Énergie

Les entreprises veulent une transition énergétique coordonnée par l’Europe

La situation énergétique de l’Union européenne inquiète les consommateurs qui voient leurs factures augmenter. Elle alarme aussi les chefs d’entreprises. L’énergie a été, avec l’innovation et le financement des entreprises, un des thèmes de la réunion du Fodere, qui regroupe les représentants du patronat de quatre Régions moteurs de l’Europe et de Suisse Romande.

Dans le Baden Wurtemberg (Arbeitgeber Baden-Wuerttemberg  et Landesverband der Baden-Wuerttembergischen Industrie) un des premiers länder allemands sur le plan industriel, les entreprises paient encore l’énergie à un prix inférieur au prix demandé aux consommateurs. Beaucoup d’entre elles sont exonérées du financement des énergies renouvelables, comme l’éolien. Mais le patronat, rappelle Dieter Hundt , président de Arbeitgeber Baden-Wuerttemberg est inquiet de possibles modifications qui augmenteraient les charges des entreprises.

En Espagne, rappelle Joaquin Gay de Montellà Ferrer-Vidal, Président du Fomento del Trabajo Nacional les entreprises ne sont pas seulement confrontées à la sortie de crise du pays, mais aussi aux effets d’un développement des renouvelables qui a fait monter les prix. L’Espagne reste dépendante sur le plan énergétique et fortement importatrice de gaz.

En Italie, rappelle Marco Gay, vice-président de Confindustria Piemonte, la question énergétique est sérieuse. La pays a totalement renoncé au nucléaire et doit importer beaucoup de gaz, et parfois d’énergie nucléaire de France. Une facture énergétique lourde n’empêche pas l’Italie d’être compétitive et d’avoir un commerce extérieur excédentaire.

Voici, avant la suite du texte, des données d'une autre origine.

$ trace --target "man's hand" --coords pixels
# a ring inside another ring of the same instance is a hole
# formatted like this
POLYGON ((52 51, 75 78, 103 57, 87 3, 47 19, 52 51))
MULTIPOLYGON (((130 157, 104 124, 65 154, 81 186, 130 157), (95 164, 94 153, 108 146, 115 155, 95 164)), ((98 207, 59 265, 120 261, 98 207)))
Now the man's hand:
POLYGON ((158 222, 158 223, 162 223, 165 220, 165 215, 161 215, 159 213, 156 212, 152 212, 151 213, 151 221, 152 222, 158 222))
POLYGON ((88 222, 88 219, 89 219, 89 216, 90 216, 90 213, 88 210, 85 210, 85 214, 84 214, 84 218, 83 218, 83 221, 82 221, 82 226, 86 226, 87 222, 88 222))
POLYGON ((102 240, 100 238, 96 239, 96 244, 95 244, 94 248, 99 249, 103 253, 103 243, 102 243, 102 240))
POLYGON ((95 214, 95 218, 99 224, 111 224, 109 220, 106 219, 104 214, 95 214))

En Suisse Romande, Nicolas Brunschwig, Président de la Fédération des entreprises romandes rappelle que le pays a décidé de sortir totalement du nucléaire. Mais le scénario de la transition qui met en avant les économies d’énergie et le renouvelables n’est pas entièrement crédible. La Suisse peut compter sur des importations énergie nucléaire de France.

En France les industries consommatrices d’énergie (gaz ou électricité) veulent conserver l’avantage d’un prix de l’énergie compétitive, permis par le nucléaire. ” C’est un avantage que nous souhaitons conserver “, explique Bernard Gaud, Medef Rhône-Alpes, qui rappelle les handicaps des entreprises françaises sur d’autres plans.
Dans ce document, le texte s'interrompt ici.